MSCI’s broadest index of Asia-Pacific shares outside Japan was little changed in early trade.
Japan’s Nikkei dropped 0.6 percent as a stronger yen depressed stocks.
Investors expected China to say on Tuesday that its foreign exchange reserves fell for the seventh straight month by about $10.5 billion to $3 trillion in January.
But some said reserves may have actually risen due to tighter controls on moving money out of the country, as well the impact of a weaker dollar.
Nevertheless, as reserves remain at around $3 trillion, concerns linger over the speed at which China has depleted its resources to defend the currency.
Overnight, both U.S. and European stocks dropped.
Wall Street dipped as much as 0.2 percent, led lower by the energy sector as oil prices fell, with investors still waiting for details of President Donald Trump’s economic policies.
"The longer Congress and the Trump administration dither on fiscal stimulus, the less likely in everyone’s estimation that it will come to pass," said Aaron Kohli, an interest rate strategist at BMO Capital Markets in New York.
In Europe, declines followed the presidential campaign launch of far-right National Front Leader Marine Le Pen on a platform pledging to flight globalization and take France out of the European Union.

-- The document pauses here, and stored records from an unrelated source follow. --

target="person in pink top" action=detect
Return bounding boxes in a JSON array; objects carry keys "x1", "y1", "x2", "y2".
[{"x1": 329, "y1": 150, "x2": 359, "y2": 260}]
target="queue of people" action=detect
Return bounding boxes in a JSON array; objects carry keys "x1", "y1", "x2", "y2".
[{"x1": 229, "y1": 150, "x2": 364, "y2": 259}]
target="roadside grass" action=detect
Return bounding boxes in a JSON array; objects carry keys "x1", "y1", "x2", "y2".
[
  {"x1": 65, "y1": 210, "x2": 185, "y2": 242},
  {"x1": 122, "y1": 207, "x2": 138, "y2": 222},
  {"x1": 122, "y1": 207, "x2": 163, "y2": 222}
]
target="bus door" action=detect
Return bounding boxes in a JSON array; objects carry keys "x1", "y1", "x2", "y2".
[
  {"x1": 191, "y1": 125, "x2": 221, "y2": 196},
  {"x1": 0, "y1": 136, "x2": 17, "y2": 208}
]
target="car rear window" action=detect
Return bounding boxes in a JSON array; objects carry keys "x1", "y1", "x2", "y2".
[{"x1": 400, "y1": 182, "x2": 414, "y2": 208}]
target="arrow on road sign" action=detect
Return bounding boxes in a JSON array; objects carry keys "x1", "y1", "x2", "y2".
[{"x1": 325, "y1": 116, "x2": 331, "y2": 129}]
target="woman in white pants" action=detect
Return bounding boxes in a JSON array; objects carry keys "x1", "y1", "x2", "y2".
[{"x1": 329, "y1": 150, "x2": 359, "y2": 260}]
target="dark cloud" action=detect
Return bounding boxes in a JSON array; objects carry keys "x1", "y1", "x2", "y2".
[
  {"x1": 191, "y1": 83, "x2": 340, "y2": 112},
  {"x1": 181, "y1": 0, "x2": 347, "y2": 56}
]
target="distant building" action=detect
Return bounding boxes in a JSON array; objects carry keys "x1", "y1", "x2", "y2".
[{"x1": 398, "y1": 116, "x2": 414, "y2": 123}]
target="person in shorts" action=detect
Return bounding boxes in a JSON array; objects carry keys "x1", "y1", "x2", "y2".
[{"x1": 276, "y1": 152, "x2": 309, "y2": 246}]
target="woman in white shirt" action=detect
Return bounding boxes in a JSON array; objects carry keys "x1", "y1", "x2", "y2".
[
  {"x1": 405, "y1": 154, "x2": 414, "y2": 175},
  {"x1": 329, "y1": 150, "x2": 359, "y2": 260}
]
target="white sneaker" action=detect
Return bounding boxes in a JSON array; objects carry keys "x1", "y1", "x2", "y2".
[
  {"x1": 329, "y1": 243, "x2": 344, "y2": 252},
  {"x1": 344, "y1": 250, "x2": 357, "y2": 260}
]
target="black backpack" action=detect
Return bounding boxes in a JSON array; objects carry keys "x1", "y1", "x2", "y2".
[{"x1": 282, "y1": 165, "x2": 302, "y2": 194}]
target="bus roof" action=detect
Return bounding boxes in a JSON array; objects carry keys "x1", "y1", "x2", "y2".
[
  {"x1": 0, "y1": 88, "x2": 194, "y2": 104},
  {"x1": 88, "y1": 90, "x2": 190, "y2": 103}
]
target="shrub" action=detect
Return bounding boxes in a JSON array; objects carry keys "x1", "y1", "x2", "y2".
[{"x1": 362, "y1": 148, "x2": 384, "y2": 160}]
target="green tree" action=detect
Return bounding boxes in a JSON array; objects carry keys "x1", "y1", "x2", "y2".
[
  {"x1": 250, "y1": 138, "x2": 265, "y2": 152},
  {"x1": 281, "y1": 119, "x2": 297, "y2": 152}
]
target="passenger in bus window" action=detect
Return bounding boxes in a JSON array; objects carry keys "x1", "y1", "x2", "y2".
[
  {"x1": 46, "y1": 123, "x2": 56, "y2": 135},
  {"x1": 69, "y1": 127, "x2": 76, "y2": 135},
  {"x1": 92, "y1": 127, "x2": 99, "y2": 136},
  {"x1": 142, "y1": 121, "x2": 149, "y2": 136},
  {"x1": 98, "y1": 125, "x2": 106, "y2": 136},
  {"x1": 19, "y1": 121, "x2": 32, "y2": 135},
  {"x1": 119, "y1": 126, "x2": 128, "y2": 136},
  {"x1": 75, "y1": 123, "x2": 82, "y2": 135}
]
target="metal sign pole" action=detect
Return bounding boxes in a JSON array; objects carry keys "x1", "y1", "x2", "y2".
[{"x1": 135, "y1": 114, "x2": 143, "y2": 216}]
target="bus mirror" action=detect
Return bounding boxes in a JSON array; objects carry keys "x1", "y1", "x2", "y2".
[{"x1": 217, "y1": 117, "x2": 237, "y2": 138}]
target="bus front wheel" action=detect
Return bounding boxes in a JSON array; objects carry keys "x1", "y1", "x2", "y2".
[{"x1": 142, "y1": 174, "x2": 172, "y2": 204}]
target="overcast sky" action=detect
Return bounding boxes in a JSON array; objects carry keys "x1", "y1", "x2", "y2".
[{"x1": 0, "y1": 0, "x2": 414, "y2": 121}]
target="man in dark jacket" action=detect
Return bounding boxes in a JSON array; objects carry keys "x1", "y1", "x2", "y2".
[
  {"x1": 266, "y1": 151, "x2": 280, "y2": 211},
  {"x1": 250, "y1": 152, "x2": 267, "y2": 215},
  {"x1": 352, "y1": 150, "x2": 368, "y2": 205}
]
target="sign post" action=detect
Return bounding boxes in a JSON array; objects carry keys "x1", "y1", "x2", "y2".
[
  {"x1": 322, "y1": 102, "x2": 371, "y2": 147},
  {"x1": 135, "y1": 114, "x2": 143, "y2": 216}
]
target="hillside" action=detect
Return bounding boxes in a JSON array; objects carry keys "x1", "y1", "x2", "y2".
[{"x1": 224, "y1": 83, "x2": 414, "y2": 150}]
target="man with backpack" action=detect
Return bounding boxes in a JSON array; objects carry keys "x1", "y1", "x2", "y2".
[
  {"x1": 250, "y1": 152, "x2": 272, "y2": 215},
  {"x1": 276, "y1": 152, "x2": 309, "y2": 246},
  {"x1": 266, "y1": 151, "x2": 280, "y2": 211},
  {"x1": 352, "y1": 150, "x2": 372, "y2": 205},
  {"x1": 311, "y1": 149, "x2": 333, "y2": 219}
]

French stocks lost 1 percent, and yields on 10-year French government bonds hit their highest level since September 2015.
"Despite the reaction in the French yields, polls show Le Pen would finish runner up by a wide margin to either Independent Emmanuel Macron or Republican Francois Fillion," James Woods, global investment analyst at Rivkin Securities in Sydney, wrote in a note.
The euro slipped 0.1 percent to $1.0738 early on Tuesday. On Monday, it touched a near one-week low before closing down 0.3 percent.
The dollar was little changed at 111.765 yen on Tuesday, failing to recover any of its 0.9 percent loss from Monday, as investors took refuge in the safe-haven yen.
The dollar index, which tracks the greenback against a trade-weighted basket of its peers, fared better, holding on to an increase of almost 0.1 percent from Monday at 99.907.
Oil prices inched higher early on Tuesday after posting their biggest one-day loss since Jan. 18 on Monday, reflecting worries that rising oil supply out of the United States would outweigh OPEC output curbs.
U.S. crude gained about 0.35 percent to $53.20, after falling 1.5 percent on Monday.
Gold surrendered some of Monday’s strong gains but hovered close to its three-month high hit on the day.
Spot gold slipped 0.1 percent to $1,234.01 an ounce, after surging 1.3 percent on Monday.